Edwin Gonzalez and another neighbor, identified later as Alexander Salas, heard the struggle and rushed outside.

“We heard something, I heard Alex. And I came outside just like [the neighbor]. And we basically kept his attention on us,” he told NY 1.

The men heard the girl being taken because she kept kicking and screaming.

Estrada grabbed a baseball bat from his car and the neighbor was armed with a baseball bat as well.

“[Salas] came downstairs and said, ‘leave her alone,’ and he started cursing,” Gonzalez said.

“He literally had her sideways and she’s fighting with him, he’s trying to put her in the car head first,” Salas told CBS. “She fought, she kicked, she screamed, she did everything and she used her phone. She saved her own life, I didn’t. She did everything the right way I was just there to help her.”

“He was going to hit her with the bat. He had the bat over her head and had her down. It was just nerve-wracking,” he added. “When I saw her she was kicking to get out of the car, and that’s when I yelled and I told her, ‘Do you know him?!?’ She said, ‘No, please help me!’”

Salas’s wife called the police, who rushed to the scene.

The girl was able to get out of the car after the neighbors rushed over.

“Asked her, ‘do you know the guy?’ and the little girl came out without saying a word and just said no. She started tapping on her iPhone five times—basically send a signal to the police department,” Gonzalez told ABC 7.

Gonzalez said the goal was to delay Estrada until police officers arrived. The girl managed to escape as the trio was arguing and she was not hurt.

Eventually, officers arrived and arrested Estrada, who is a registered level 1 sex offender. He has been arrested 13 times before, since 2001, for sexual abuse and assault charges.
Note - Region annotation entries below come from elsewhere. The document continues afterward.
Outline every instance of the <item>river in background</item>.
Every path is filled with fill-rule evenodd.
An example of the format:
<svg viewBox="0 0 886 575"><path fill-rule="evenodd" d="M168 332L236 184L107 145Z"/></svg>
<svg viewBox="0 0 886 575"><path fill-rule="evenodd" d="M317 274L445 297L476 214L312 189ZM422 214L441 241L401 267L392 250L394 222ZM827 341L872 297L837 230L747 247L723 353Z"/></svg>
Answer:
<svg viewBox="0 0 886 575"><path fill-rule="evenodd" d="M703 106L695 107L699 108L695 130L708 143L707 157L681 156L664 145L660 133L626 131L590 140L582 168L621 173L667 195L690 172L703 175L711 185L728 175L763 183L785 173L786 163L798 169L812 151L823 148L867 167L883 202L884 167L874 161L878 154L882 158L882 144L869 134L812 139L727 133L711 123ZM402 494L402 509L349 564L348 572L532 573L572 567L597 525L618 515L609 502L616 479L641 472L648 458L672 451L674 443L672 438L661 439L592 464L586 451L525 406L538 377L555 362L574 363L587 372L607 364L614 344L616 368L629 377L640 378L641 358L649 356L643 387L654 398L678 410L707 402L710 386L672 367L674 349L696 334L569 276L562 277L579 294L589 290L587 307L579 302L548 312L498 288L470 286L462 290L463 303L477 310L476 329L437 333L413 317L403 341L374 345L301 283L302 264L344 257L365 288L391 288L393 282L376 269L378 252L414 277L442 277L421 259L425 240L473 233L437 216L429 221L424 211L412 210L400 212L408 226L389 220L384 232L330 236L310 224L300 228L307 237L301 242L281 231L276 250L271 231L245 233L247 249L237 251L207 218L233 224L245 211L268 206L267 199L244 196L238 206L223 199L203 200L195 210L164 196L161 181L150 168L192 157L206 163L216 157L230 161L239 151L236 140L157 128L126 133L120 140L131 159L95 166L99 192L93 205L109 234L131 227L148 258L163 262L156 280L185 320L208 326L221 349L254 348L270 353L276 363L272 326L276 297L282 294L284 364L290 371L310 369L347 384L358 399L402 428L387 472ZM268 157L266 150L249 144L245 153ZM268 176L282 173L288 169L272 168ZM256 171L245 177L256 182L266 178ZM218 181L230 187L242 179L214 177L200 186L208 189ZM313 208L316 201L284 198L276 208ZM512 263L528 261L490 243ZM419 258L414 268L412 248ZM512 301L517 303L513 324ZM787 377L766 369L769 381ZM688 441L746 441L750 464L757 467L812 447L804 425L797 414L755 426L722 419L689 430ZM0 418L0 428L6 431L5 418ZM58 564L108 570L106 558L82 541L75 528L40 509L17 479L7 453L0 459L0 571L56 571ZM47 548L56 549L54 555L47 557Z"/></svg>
The latest incident ended with him being charged with kidnapping, unlawful imprisonment, and other charges. If convicted of the top count in the case, he could spend up to 25 years in jail.

Missing Children

There were 464,324 missing children reported in the FBI’s National Crime Information Center in 2017, according to the National Center for Missing and Exploited Children. Under federal law, when a child is reported missing to law enforcement they must be entered into the database. In 2016, there were 465,676 entries.

“This number represents reports of missing children. That means if a child runs away multiple times in a year, each instance would be entered into NCIC separately and counted in the yearly total. Likewise, if an entry is withdrawn and amended or updated, that would also be reflected in the total,” the center noted.
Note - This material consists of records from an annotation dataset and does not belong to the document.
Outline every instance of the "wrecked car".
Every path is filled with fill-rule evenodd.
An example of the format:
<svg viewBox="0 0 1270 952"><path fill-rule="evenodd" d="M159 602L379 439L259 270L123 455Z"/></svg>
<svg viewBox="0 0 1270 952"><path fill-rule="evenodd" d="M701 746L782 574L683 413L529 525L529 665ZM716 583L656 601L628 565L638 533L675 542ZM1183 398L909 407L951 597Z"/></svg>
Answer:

In 2017, the center said it assisted officers and families with the cases of more than 27,000 missing children. In those cases, 91 percent were endangered runaways, and 5 percent were family abductions.

About one in seven children reported missing to the center in 2017 were likely victims of child sex trafficking.

Nancy McBride, the executive director of Florida Outreach at the National Center for Missing and Exploited Children, said that most of the runaways involve technology.

“(Technology) has great benefits and some potential risks,” McBride told USA Today in 2017. “It’s important to stay plugged into their lives.” Tech is utilized by online predators, McBride said, who exploit gaps when the child’s relationship with their parents isn’t strong.